O primeiro semestre do ano foi de otimismo, chegando a registrar 130.774 em junho. A partir daí vieram cinco meses em trajetória de queda

Taxas de câmbio do euro e do dólar americano são vistas em uma placa eletrônica, pregão da B3 Stock Exchange em São Paulo | Foto: Reprodução/EBC

Na bolsa de valores brasileira, 2021 foi marcado pela primeira queda anual em seis anos.  O Ibovespa, o principal índice de ações da B3, fechou o penúltimo pregão do ano com 104.107 pontos, o que representa uma queda de 12,53% em comparação ao mesmo período do ano passado.

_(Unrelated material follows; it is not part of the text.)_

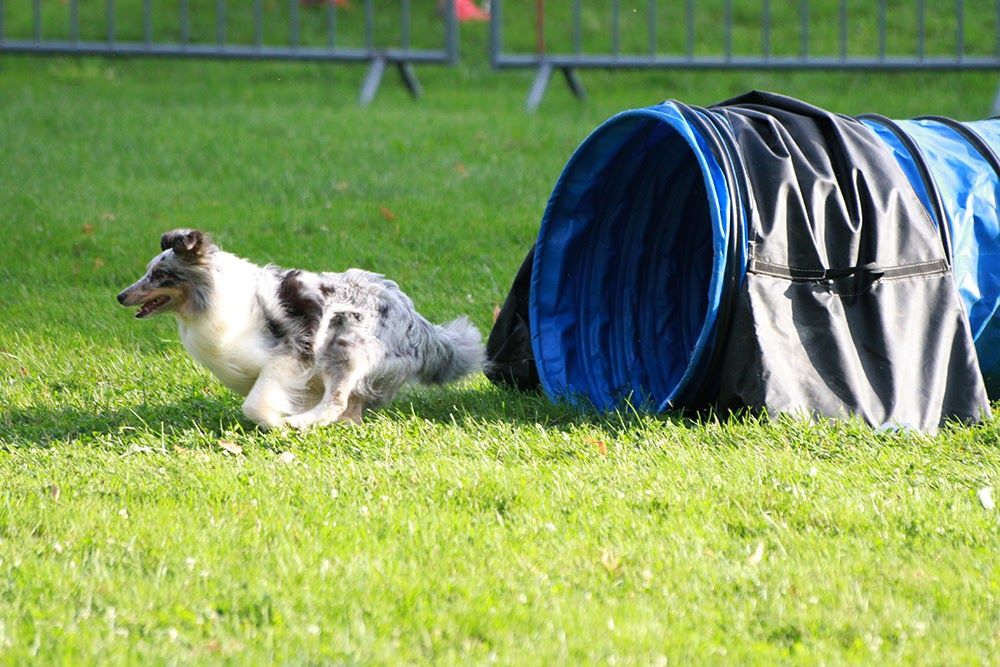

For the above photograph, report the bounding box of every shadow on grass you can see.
[0,385,696,448]
[0,396,241,448]
[381,384,700,432]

Especialistas culpam incertezas fiscais e políticas pela piora na expectativa do mercado. 

Com grandes empresas abrindo capital (foram 45 ofertas iniciais de ações contra 28 no ano passado), o primeiro semestre do ano foi de otimismo na B3, chegando a registrar 130.774 em junho. A partir daí, entretanto, vieram cinco meses em queda devido às ameaças de golpe político em setembro, ao furo no teto de gastos por meio da Pec dos precatórios, e pela não tramitação da reforma tributária. Dezembro foi o primeiro mês do segundo semestre a registrar alta, com 2,15% de aumento parcial até esta quinta-feira. 

A bolsa brasileira teve o 2º pior desempenho no mundo em 2021 na parcial até novembro, na contramão da tendência global e atrás somente da bolsa da Venezuela, segundo ranking da Austin Rating com 78 países. A última vez que a bolsa tinha fechado um ano no vermelho foi na recessão de 2015, quando o Ibovespa acumulou perda de 13,3%.